Archive for the ‘Atom’ Category

A Unique Problem

Friday, August 18th, 2006

James Holderness writes on how various feed aggregators attempt to judge the uniqueness of items in feeds:

Detecting duplicate items in an RSS feed is something of a black art. How does one uniquely identify an item in a feed while still allowing for that item to be updated? …

I can’t say for sure what algorithms applications are using, but after running 150 tests on more than 20 different aggregators, I think have a fair idea how many of them work.

He summarises some reasonable ways of judging uniqueness and brings up good arguements for and against.

He goes on to say:

I would recommend you also include a unique link element for each item in your feed, to allow for aggregators that don’t handle guids very well. No two items should ever have the same link element,

Unfortuanately the link element is as abused as dates and GUIDs and while this principle is ideal it isn’t how many feeds are constructed. The link element is meant as a permalink to the item itself. Not to what the item is talking about or any other link. But many linkblogs will put the link they are talking about in the link element. In fact a big source of RSS, del.icio.us, gets it wrong and links to the link being mentioned. Now consider that many people on del.icio.us link to the same link and you suddenly have seperate feed items that some aggregators may treat as duplicates.

So ideally yes, GUID and link are good but in practice sadly not. This is the way of much feed parsing as we have found out in the FeedHenry.com project. Feeds need fuzzy logic to make much sense of.

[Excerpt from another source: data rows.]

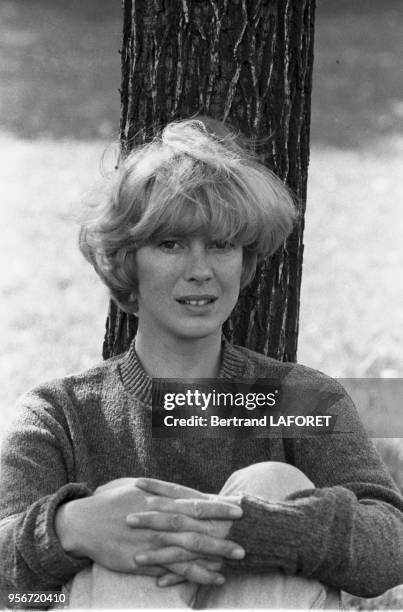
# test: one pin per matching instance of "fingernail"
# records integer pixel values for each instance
(235, 512)
(238, 553)
(132, 519)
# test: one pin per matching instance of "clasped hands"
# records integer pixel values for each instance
(151, 527)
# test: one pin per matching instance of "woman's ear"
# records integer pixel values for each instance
(248, 268)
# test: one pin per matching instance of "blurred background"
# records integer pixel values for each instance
(59, 112)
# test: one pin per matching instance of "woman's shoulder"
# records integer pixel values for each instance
(258, 365)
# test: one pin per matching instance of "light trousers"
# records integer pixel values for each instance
(97, 587)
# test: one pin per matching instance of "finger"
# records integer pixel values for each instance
(167, 489)
(196, 508)
(175, 545)
(170, 580)
(169, 521)
(204, 544)
(196, 572)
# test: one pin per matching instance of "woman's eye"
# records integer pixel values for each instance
(170, 245)
(222, 245)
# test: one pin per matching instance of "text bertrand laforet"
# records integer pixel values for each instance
(249, 401)
(264, 421)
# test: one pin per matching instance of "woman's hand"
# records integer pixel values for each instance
(96, 527)
(191, 518)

(James’ article is worth reading.)

GData explained

Wednesday, July 19th, 2006

Nat on O’Reilly Radar does it again, this time explaining GData from Google in terms I get:

GData is just Atom/RSS for reading, Atom Publishing for writing, and A9 stored queries for searching.

Interestingly:

There’s a huge move within Google away from SOAP and even REST-style ad hoc APIs and towards GData instead.

and

They’re building APIs to your Google-stored data via GData

Lastely the architect of GData is the same chap who did Microsoft’s HailStorm.